BigQuerySource

Polling connector for BigQuery tables - incremental reads via a cursor field, GCP service-account auth.

BigQuerySource reads from a BigQuery table incrementally, tracking a cursor field and fetching new rows on each poll.

Use case

Event tables already landed in BigQuery (e.g. via Cloud Pub/Sub → BQ subscription)
Slow-moving dimensional data in BigQuery used for SCD-style temporal joins
Cross-cloud setups where the system of record is on GCP

Example

from thyme import Secret
from thyme.connectors import BigQuerySource, source

@source(
    BigQuerySource(
        dataset_id="analytics",
        table="orders",
        credentials_json=Secret(env="GCP_SA_JSON"),
    ),
    cursor="timestamp", every="5m", max_lateness="1h",
)
@dataset(index=True)
class Order:
    user_id:   Field[str]      = field(key=True)
    amount:    Field[float]    = field()
    timestamp: Field[datetime] = field(timestamp=True)

Parameters

Parameter	Required	Default / env var	Description
`dataset_id`	Yes	-	BigQuery dataset ID
`table`	Yes	-	Table name
`project_id`	No	`THYME_BIGQUERY_PROJECT_ID`	GCP project ID
`credentials_json`	No (`Secret`-capable)	`THYME_BIGQUERY_CREDENTIALS_JSON`	Service-account JSON (uses ADC if empty)

Authentication

Two options:

Application Default Credentials (ADC) - leave credentials_json empty and rely on the engine pod's GCP identity (Workload Identity, GCE metadata, etc.).

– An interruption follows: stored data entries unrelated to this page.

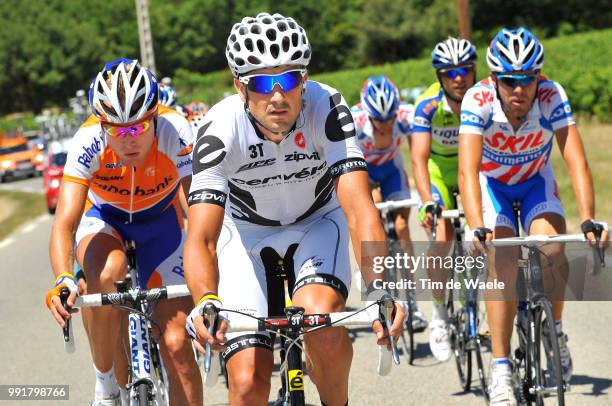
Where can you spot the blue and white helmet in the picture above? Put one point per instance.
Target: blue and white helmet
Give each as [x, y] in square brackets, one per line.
[380, 98]
[167, 95]
[515, 51]
[453, 52]
[123, 92]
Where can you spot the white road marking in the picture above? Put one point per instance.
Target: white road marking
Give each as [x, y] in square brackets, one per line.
[29, 227]
[6, 242]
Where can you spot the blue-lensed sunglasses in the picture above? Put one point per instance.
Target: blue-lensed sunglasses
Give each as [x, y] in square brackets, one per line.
[452, 73]
[263, 83]
[514, 81]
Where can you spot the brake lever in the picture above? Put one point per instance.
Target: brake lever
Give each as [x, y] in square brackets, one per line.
[386, 309]
[597, 231]
[209, 313]
[67, 329]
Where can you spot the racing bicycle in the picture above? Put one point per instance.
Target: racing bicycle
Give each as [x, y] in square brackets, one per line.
[395, 274]
[147, 381]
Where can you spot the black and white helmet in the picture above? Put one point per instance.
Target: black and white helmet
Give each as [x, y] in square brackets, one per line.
[453, 52]
[123, 92]
[266, 41]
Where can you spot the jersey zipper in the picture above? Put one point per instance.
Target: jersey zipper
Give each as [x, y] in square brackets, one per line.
[132, 193]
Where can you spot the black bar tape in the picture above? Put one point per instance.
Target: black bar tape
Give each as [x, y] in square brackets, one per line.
[348, 165]
[246, 341]
[207, 196]
[323, 279]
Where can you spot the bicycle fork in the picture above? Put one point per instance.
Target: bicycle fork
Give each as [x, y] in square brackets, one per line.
[140, 355]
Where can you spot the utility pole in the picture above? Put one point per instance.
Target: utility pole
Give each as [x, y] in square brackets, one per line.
[465, 23]
[144, 34]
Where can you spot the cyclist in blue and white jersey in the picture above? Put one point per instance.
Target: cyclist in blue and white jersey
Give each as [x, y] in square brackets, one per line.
[382, 122]
[277, 174]
[508, 123]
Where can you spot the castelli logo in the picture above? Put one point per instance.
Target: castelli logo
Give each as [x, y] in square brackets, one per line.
[300, 141]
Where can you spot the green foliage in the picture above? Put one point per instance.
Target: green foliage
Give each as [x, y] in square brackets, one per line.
[580, 62]
[51, 48]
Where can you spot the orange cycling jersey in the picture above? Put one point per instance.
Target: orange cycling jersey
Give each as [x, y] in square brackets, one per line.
[131, 193]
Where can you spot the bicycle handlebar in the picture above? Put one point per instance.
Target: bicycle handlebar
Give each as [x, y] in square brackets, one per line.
[451, 214]
[396, 204]
[301, 321]
[132, 296]
[533, 240]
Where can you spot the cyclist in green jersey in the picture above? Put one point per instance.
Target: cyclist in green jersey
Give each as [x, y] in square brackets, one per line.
[435, 160]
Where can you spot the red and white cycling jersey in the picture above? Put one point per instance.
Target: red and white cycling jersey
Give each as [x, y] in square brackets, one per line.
[508, 156]
[365, 136]
[127, 192]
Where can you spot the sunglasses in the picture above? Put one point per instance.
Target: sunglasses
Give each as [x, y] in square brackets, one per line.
[514, 81]
[264, 84]
[452, 73]
[134, 130]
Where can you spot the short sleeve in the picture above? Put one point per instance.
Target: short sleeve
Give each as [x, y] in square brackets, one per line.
[84, 154]
[476, 110]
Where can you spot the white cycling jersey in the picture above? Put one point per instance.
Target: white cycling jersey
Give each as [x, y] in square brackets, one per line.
[509, 156]
[402, 129]
[273, 184]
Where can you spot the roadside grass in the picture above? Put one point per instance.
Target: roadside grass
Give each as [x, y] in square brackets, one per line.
[26, 206]
[596, 138]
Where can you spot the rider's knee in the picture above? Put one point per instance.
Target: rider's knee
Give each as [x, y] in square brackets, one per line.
[327, 341]
[249, 385]
[177, 346]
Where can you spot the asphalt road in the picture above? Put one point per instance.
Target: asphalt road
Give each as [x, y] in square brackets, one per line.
[31, 349]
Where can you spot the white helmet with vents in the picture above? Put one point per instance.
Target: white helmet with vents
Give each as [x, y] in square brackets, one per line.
[266, 41]
[515, 51]
[123, 92]
[453, 52]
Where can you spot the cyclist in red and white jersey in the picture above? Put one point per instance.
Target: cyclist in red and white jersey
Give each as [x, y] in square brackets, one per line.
[508, 123]
[121, 181]
[278, 177]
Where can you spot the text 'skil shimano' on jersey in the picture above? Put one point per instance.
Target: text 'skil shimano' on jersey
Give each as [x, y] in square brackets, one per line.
[131, 193]
[273, 184]
[402, 129]
[508, 156]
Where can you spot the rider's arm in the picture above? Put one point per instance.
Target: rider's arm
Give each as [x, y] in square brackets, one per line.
[572, 150]
[200, 254]
[183, 191]
[67, 217]
[361, 214]
[421, 150]
[470, 154]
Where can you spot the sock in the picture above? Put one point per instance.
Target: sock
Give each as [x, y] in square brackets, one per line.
[558, 326]
[106, 384]
[501, 366]
[439, 312]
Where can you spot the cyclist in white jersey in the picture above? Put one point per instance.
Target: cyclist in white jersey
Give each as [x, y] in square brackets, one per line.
[508, 122]
[382, 121]
[277, 175]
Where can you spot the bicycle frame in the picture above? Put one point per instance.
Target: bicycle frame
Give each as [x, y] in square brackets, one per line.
[292, 326]
[143, 353]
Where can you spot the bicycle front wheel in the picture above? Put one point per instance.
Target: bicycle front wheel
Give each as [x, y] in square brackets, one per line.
[408, 334]
[463, 356]
[143, 394]
[546, 382]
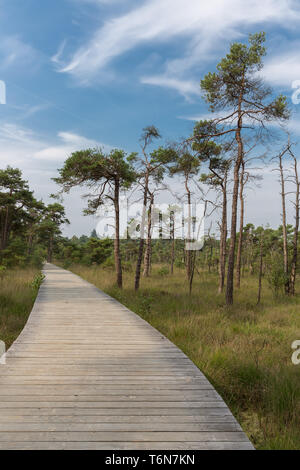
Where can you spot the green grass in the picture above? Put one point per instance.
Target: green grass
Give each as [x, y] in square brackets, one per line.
[18, 290]
[245, 350]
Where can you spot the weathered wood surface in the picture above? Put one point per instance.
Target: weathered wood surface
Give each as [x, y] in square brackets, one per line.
[87, 373]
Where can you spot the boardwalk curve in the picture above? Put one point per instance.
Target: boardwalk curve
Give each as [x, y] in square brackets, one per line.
[87, 373]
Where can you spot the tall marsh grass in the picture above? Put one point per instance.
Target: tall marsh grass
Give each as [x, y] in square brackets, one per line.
[17, 296]
[245, 350]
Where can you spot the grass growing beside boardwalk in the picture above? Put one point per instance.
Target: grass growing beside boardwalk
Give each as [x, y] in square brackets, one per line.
[245, 351]
[18, 290]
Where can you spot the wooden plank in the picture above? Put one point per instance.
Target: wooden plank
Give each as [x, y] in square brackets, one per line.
[87, 373]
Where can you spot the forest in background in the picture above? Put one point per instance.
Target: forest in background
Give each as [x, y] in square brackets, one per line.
[233, 306]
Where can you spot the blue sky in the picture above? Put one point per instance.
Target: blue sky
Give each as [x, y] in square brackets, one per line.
[81, 73]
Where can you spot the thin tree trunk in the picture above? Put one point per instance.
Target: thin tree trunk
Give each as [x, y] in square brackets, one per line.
[223, 239]
[142, 228]
[188, 255]
[172, 242]
[117, 253]
[296, 232]
[147, 257]
[284, 229]
[239, 160]
[260, 267]
[240, 241]
[50, 249]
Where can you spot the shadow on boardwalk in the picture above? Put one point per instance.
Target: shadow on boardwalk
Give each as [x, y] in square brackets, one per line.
[87, 373]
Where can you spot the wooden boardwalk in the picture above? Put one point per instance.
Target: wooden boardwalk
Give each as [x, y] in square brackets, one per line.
[87, 373]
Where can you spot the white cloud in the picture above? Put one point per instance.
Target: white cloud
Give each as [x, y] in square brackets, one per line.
[201, 24]
[69, 143]
[185, 87]
[283, 69]
[39, 159]
[22, 147]
[15, 53]
[56, 58]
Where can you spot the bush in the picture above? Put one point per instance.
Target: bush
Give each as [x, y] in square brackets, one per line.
[37, 281]
[163, 271]
[276, 276]
[109, 263]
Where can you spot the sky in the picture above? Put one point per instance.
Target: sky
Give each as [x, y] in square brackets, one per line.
[86, 73]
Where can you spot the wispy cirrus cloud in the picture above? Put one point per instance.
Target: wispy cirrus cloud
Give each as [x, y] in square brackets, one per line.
[16, 53]
[200, 25]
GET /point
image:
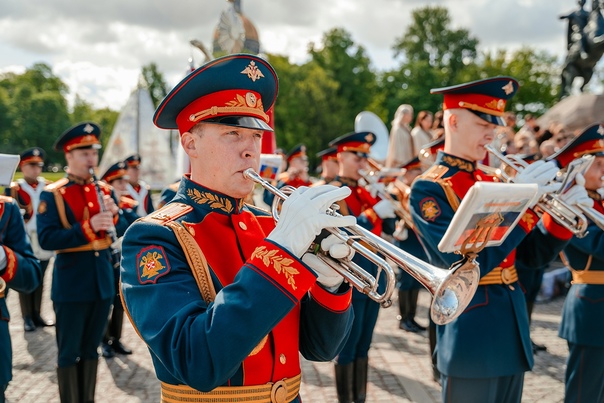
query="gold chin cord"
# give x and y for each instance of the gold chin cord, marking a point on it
(452, 289)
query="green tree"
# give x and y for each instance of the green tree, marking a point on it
(347, 64)
(430, 38)
(155, 82)
(537, 73)
(308, 109)
(36, 108)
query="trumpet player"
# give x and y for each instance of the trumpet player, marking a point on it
(26, 191)
(329, 165)
(352, 362)
(226, 299)
(582, 322)
(73, 222)
(117, 177)
(296, 174)
(407, 239)
(483, 354)
(19, 270)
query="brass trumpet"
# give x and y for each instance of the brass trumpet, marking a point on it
(564, 214)
(451, 289)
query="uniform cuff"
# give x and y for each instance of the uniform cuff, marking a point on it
(11, 265)
(555, 229)
(337, 303)
(88, 232)
(285, 270)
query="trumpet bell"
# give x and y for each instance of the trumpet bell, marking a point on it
(452, 289)
(454, 292)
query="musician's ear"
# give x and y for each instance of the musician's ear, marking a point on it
(187, 141)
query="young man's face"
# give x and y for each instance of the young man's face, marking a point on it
(219, 154)
(593, 176)
(80, 160)
(31, 171)
(468, 135)
(350, 164)
(120, 186)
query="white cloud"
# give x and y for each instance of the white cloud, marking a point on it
(98, 48)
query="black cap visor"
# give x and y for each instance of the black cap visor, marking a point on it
(496, 120)
(246, 122)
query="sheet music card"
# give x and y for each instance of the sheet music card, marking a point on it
(486, 216)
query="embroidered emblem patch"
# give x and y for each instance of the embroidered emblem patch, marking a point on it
(429, 208)
(529, 220)
(42, 207)
(151, 264)
(281, 264)
(252, 71)
(215, 202)
(508, 88)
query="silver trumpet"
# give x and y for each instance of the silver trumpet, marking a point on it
(568, 216)
(451, 289)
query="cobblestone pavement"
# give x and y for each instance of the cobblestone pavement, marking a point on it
(400, 369)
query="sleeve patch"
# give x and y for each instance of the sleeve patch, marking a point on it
(429, 209)
(42, 207)
(151, 264)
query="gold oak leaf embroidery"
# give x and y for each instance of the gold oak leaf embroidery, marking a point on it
(151, 264)
(529, 220)
(252, 71)
(213, 200)
(281, 264)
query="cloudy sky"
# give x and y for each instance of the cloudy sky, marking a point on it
(99, 47)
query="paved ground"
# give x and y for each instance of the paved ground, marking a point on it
(400, 369)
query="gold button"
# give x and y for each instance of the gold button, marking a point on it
(279, 392)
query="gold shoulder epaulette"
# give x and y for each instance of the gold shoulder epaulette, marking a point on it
(57, 184)
(435, 172)
(169, 212)
(104, 185)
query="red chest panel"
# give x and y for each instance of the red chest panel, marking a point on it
(226, 242)
(359, 200)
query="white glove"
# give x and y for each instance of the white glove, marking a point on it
(541, 173)
(303, 216)
(577, 194)
(401, 233)
(326, 276)
(337, 248)
(384, 209)
(376, 188)
(3, 260)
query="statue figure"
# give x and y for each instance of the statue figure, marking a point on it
(575, 38)
(585, 36)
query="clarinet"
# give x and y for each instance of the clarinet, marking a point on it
(115, 252)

Explicit service-account JSON - pass via Secret:

BigQuerySource(
    dataset_id="analytics",
    table="orders",
    credentials_json=Secret(env="GCP_SA_JSON"),
)

The service account needs bigquery.tables.getData and bigquery.jobs.create on the dataset.

Limits

The cursor field must be monotonically non-decreasing. Use a TIMESTAMP column populated server-side (CURRENT_TIMESTAMP() at insert) when application clocks can't be trusted.
Each poll runs a parameterised SELECT … WHERE cursor > @last. BigQuery slot consumption depends on table partitioning - partition the source table on the cursor column for efficient incremental reads.